FALL LENA In Kiel, Hannover und Hamburg gibt es Ambulanzen für Menschen, die sich pädophile Neigungen eingestehen. Der Verein Dunkelziffer verlangt, die Opfer besser im Blick zu behalten

Für die Patienten kommt es darauf an, ihr Schicksal anzunehmen und Risikosituationen zu erkennen

Pädophile, die sich ihrer gefährlichen Neigung bewusst sind, können sich seit Mittwoch auch in Hamburg Hilfe holen. Am Universitätsklinikum Eppendorf (UKE) wurde der sechste Standort des Forschungs- und Präventionsprojekts „Dunkelfeld“ eröffnet.

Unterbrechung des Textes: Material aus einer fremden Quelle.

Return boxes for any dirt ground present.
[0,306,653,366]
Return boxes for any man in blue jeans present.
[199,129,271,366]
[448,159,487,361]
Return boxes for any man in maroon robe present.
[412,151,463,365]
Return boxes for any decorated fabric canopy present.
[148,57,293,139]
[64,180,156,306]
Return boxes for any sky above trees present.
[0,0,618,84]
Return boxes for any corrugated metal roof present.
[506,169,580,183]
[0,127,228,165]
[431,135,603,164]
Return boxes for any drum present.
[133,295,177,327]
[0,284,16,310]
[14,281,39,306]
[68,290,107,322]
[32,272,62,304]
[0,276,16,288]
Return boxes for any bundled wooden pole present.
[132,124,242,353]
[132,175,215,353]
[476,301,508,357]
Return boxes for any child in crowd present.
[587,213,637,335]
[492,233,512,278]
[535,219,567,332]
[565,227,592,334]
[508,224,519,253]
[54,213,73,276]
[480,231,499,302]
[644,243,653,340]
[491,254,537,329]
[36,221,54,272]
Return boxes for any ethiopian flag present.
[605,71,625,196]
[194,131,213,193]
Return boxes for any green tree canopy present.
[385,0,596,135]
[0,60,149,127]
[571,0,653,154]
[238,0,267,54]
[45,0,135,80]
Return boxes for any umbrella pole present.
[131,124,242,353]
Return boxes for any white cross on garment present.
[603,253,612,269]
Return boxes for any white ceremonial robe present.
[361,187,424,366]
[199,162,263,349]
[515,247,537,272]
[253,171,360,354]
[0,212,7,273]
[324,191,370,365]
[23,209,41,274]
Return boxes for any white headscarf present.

Weitere Anlaufstellen im Norden, bei denen sich Männer freiwillig und vertraulich behandeln und beraten lassen können, gibt es in Kiel und Hannover.

Der 18-jährige David H., der in Emden die elfjährige Lena ermordet haben soll, gehört einerseits zur Zielgruppe des Projekts, weil er nach einem gewissen Vorlauf selbst auf sein Problem aufmerksam gemacht hat. Durch seine Anzeige bei der Polizei geriet er jedoch kriminalistisch gesprochen ins „Hellfeld“ statistisch erfasster Taten. Für solche Fälle gibt es an den sexualmedizinischen Instituten der Universitäten schon seit vielen Jahren therapeutische Angebote.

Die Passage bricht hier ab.